Thursday, November 02, 2006

some day soon RCCS's book reviews will allow comments

soon, i hope to enable comments on the monthly book reviews featured on RCCS. essentially, the book reviews and author responses should act like blog posts - it would be great if people could 1) read the reviews and then 2) add comments to the reviews. right now i'm working on a number of projects but i hope to commentify RCCS by summer.

reading mark bernstein's two blog posts - Figurski and Women, a Footnote - makes we wish the comment feature were working NOW.

bernstein is founder and chief scientist of eastgate systems. established in 1982, eastgate is best known, i believe, in academic circles and has published some of the most classic works of what some call "serious hypertext," including shelley jackson's patchwork girl, stuart moulthrop's victory garden, and michael joyce's afternoon, a story. eastgate is also the publisher of richard holeton's figurski at findhorn on acid, which jessica laccetti reviewed for RCCS for november, 2006.

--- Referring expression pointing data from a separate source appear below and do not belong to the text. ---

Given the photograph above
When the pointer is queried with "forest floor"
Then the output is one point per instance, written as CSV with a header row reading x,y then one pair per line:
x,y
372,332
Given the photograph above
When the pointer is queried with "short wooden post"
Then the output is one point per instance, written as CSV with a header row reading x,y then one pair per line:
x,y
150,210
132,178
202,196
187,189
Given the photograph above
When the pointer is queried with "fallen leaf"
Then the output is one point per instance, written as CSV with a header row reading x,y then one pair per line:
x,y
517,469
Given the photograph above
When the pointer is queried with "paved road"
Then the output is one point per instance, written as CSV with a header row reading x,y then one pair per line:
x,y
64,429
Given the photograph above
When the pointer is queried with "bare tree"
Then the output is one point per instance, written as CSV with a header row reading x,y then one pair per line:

bernstein takes issue with a number of things in the review, but focuses especialy on a point laccetti makes in a footnote about gender and hypertext. laccetti notes:
    Additionally, the prefix, "hyper" problematizes feminist thought (which has sought to destabilize hierarchies such as mind over body and vision over touch) as it adds inscriptions of hierarchy to an already seemingly hierarchical and male-dominated field. The theorists are male (Bolter, Landow, Amerika, Lanham, Joyce, Aarseth, Moulthrop), the hypertexts often discussed are written by men (Landow, Bolter, Joyce, Coover, Amerika), and the visions they present us with are distinctly male.
bernstein's post notes many female theorists including Kate Kayles [sic], Marie-Laure Ryan, Diane Greco, Irina Aristarkhova, Anja Rau, Wendy Morgan, Susanna Pajares Tosca, and Jill Walker, female industry researchers Cathy Marshall and Wendy Hall, and female hypertext authors Shelley Jackson and Deena Larsen. cool.

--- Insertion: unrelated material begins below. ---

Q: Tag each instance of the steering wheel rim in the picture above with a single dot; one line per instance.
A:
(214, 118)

i'm grateful that bernstein has brought attention to these scholars, researchers, and authors; i am familiar with some but not all. but i wish bernstein weren't so belligerent. his posts are extremely condescending. it's as if he wants to argue a point rather than foster a dialogue. i neither study nor read as much hypertext as i did as a graduate student (does anyone?), but the past and present field of hypertext studies is, like all academic fields, a field where males occupy the most privileged places, positions, and voices.

one thing bernstein skips is the novel itself. i have not yet read figurski at findhorn on acid, but how can i not read it after jessica's description:
    A general synopsis would spotlight the main protagonist Frank Figurski who has recently concluded his jail term for the murder of Professor Quentin Kingsley. Since leaving jail, Frank is on a mission to uncover the authenticity of a seventeenth-century mechanical pig (which washed up on the beach in Findhorn Park). Frank's journey will be complicated and perhaps even dangerous; he is not the only one after the truth and he is on acid.
now that sounds like an interesting hypertext novel.

(one quick note of clarification: bernstein writes that the resource center for cyberculture studies is at the university of maryland. yo, RCCS is at the university of san francisco; it hasn't been at maryland since september, 2001.)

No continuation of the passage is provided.